LND - Protocollo? No, non ci siamo
Diversi i presidenti di società contrari a ripartire con questi diktat imposti da persone che non sanno minimamente come funziona e come sono organizzate le vere società dilettantistiche. Quelle composte da volontari, operai, semplici impiegati e pensionati. O Roma cambia o non si può ripartire. Fra i presidenti serpeggia rabbia e delusione
L’uscita del protocollo per la ripresa del calcio dilettantistico e giovanile ha lasciato, a dir poco, attonite tutte le società. A parte la non obbligatorietà del tampone, rispetto alle precedenti linee guida di maggio, si fa prima a trovare le differenze nelle vignette della Settimana Enigmistica piuttosto che fa i due documenti. Ancora una volta elaborati da persone che di calcio dilettantistico ne sanno poco o addirittura nulla. O forse pensano che tutte abbiano la struttura, capacità economica e di personale delle società di serie D le quali potrebbero essere equiparate a delle piccole “aziende”.
Non è certo il caso del resto dei dilettanti, dall’Eccellenza alla Terza categoria dove spesso proprio l’apporto del pubblico in tribuna e, soprattutto ai chioschi, tiene a galla la baracca. Se poi per riprendere l’attività questi signori seduti a tavolino davanti ad un pc e senza mai aver visionato i campetti di periferia, vogliono imporre certe linee guida inapplicabili, siamo messi davvero male.
Senza entrare nello specifico, i presidenti lo avranno letto, ci sono degli elementi ostativi molto difficili da superare.

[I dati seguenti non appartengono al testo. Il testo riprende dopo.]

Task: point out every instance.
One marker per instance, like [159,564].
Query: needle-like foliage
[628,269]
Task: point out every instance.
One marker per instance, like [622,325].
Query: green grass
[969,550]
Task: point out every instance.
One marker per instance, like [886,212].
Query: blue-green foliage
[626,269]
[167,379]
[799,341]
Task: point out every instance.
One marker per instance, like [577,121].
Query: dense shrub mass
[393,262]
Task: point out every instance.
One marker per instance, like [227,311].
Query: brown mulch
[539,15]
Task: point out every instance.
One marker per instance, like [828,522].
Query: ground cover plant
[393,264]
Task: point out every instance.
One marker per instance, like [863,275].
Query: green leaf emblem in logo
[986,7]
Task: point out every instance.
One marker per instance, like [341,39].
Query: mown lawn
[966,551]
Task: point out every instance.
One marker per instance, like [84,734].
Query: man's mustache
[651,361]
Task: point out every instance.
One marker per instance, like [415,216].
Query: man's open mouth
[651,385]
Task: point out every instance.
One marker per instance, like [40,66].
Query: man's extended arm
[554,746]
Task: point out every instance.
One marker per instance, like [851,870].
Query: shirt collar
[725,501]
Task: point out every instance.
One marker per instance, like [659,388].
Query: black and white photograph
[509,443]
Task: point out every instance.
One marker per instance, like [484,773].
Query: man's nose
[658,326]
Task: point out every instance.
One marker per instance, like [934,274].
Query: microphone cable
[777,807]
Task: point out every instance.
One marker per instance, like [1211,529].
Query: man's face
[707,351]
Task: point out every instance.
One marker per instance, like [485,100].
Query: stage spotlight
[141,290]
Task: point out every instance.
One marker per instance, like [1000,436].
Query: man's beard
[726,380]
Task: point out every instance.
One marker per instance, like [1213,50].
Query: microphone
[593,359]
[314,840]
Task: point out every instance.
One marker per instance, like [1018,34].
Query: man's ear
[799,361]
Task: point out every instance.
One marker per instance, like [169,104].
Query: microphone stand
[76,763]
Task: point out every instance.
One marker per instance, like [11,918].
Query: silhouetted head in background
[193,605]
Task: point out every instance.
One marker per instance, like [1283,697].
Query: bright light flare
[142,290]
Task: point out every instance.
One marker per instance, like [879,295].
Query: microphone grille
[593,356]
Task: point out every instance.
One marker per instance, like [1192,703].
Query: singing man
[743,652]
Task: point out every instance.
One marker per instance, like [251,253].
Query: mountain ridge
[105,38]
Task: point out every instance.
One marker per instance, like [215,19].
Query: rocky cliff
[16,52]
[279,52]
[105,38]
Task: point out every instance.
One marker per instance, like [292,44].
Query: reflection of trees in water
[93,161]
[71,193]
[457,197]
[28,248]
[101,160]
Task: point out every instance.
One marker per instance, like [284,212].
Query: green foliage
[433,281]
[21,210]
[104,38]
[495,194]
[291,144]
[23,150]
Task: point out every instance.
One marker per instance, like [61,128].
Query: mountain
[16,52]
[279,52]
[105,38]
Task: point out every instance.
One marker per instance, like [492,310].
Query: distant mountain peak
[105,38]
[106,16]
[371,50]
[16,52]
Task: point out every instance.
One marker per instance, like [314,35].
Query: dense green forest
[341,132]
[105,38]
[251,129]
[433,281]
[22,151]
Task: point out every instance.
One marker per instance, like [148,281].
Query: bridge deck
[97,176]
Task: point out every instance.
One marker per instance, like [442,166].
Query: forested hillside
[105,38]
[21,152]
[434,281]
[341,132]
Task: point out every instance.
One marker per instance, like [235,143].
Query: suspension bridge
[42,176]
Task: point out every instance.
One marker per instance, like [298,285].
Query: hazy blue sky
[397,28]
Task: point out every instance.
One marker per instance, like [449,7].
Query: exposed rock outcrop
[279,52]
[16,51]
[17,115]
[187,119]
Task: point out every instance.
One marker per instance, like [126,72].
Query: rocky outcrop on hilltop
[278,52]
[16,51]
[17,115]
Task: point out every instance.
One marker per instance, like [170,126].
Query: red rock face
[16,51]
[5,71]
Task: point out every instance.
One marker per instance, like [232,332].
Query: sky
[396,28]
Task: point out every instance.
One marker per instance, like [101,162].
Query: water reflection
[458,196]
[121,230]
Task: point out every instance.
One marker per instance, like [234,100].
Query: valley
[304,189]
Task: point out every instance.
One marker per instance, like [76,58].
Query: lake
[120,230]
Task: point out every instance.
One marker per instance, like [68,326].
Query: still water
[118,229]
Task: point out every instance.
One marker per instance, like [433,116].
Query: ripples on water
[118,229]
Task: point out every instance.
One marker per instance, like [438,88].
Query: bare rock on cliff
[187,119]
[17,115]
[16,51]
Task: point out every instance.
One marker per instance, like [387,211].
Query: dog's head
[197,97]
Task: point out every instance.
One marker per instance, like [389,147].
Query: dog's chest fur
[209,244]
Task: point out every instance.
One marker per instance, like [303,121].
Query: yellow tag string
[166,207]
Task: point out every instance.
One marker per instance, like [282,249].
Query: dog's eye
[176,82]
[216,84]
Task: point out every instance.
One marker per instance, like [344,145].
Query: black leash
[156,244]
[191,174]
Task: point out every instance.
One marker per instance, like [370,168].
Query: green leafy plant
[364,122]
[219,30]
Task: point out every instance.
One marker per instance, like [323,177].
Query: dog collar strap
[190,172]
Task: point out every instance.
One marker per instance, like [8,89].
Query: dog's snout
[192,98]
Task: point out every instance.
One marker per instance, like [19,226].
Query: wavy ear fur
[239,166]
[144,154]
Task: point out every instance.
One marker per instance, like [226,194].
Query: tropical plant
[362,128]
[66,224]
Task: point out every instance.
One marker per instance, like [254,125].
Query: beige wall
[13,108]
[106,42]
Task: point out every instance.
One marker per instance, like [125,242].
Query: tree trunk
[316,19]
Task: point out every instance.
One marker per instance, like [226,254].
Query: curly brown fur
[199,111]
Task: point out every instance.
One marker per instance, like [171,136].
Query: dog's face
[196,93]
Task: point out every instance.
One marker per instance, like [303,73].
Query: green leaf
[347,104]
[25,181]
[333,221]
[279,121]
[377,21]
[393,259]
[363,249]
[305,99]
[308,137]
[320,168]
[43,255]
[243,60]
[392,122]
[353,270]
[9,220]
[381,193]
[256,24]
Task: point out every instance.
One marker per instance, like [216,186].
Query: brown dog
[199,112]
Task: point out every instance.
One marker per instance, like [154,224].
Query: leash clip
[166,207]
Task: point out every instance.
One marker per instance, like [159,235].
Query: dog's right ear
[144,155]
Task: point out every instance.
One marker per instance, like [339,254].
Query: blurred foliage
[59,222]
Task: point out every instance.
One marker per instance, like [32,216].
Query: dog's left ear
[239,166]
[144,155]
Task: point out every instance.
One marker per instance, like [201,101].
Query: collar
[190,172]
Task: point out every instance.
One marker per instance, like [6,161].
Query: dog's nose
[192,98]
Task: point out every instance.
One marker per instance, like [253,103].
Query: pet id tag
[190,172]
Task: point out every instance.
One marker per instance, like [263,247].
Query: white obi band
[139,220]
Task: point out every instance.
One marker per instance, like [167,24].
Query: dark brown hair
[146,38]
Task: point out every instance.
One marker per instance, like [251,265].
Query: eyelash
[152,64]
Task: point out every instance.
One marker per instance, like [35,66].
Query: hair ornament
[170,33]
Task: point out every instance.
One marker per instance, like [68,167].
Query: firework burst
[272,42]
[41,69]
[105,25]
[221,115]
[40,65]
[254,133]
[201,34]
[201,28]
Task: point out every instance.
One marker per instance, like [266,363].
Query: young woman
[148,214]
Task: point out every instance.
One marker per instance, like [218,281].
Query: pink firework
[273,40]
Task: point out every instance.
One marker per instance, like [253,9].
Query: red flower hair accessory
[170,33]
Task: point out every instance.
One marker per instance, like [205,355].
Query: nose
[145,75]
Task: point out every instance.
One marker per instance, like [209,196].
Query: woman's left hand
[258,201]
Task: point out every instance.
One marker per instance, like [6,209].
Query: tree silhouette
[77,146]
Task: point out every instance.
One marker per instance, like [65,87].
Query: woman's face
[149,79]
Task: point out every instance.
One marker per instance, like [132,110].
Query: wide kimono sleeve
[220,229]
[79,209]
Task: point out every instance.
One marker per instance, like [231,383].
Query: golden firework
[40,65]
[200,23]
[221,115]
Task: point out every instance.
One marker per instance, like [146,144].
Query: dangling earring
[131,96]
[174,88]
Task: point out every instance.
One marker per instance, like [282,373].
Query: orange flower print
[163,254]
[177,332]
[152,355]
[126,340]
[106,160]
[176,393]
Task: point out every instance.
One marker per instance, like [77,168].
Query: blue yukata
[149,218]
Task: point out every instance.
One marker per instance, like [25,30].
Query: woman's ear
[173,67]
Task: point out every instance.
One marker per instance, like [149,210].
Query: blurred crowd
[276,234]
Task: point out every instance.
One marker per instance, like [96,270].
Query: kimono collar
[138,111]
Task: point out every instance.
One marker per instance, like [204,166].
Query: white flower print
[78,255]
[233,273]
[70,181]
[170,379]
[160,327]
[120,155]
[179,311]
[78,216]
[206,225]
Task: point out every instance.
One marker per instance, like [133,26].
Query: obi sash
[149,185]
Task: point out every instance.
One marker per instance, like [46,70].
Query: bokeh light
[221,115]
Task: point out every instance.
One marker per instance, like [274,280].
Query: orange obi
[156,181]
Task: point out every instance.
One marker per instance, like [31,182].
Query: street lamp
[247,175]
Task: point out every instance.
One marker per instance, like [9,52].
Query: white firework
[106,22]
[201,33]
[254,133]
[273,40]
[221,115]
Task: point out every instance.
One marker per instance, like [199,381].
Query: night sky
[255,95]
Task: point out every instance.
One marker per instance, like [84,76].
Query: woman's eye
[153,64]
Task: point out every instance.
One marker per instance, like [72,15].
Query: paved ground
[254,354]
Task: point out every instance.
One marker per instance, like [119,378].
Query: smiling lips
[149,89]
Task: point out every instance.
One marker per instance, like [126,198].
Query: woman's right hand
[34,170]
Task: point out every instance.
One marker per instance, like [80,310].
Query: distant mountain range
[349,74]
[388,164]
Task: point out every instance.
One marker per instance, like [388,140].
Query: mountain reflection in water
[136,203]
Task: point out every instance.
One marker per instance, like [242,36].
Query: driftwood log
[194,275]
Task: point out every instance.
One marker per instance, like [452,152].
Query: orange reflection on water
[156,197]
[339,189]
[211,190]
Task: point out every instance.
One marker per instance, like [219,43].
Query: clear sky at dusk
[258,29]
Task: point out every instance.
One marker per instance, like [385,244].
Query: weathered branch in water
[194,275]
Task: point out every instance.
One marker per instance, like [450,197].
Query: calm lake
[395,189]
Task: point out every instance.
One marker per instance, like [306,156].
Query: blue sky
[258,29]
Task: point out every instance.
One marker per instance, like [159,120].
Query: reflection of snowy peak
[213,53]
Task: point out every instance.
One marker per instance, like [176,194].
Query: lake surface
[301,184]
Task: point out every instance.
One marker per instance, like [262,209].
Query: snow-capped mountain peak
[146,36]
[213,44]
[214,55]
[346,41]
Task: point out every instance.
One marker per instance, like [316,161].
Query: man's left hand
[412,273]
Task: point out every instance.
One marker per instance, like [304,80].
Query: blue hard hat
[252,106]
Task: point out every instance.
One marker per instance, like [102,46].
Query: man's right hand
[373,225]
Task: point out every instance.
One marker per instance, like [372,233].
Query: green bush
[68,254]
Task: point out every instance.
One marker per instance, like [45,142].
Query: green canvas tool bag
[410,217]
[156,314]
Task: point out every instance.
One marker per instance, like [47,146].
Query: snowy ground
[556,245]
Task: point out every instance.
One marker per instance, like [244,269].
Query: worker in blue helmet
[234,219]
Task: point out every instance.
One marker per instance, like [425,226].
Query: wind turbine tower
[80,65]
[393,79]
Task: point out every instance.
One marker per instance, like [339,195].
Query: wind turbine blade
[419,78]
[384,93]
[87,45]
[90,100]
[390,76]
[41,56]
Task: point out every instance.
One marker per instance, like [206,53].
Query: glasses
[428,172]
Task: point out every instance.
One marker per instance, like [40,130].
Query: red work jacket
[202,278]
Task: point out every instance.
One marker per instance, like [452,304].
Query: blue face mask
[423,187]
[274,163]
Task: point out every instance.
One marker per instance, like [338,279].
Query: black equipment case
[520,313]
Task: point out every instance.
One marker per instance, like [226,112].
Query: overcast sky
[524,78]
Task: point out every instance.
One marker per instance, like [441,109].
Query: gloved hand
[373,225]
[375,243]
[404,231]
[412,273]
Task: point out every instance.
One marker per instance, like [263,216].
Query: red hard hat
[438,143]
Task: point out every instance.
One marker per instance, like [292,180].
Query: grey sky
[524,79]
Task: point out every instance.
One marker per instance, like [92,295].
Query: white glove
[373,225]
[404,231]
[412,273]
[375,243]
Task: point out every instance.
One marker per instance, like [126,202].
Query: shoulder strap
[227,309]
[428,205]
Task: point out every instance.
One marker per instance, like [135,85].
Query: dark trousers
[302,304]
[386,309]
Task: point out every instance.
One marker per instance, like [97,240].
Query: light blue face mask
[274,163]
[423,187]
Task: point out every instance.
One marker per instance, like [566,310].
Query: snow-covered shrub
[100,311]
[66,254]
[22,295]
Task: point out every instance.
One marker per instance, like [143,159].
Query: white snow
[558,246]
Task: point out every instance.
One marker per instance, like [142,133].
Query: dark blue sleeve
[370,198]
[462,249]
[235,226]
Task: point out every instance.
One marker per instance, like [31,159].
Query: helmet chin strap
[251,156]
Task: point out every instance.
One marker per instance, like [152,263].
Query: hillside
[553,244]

Per fare qualche esempio, la misurazione della temperatura a tutti coloro che entrano nell’impianto sportivo, ogni giorno, allenamenti e partite, ricevere autodichiarazioni con cui si rischia il penale solo mettendo una crocetta se non si è sicuri al 100 per cento, sanificare ad ogni cambio squadra gli spogliatoi (se gli allenamenti iniziano alle 17, termineranno così a mezzanotte), le attrezzature e magari fuori piove e dopo due minuti s’infangano, e così via.
Per non parlare poi degli arrivi contingentati delle squadre alle partite, tanto che ci vuole un guardiano a scaglionare gli ingressi. E questi signori di Roma parlano di aree di sosta dei pullman. Ma siamo seri, nella maggior parte i dilettanti arrivano con la propria auto e quelli di casa anche in bicicletta.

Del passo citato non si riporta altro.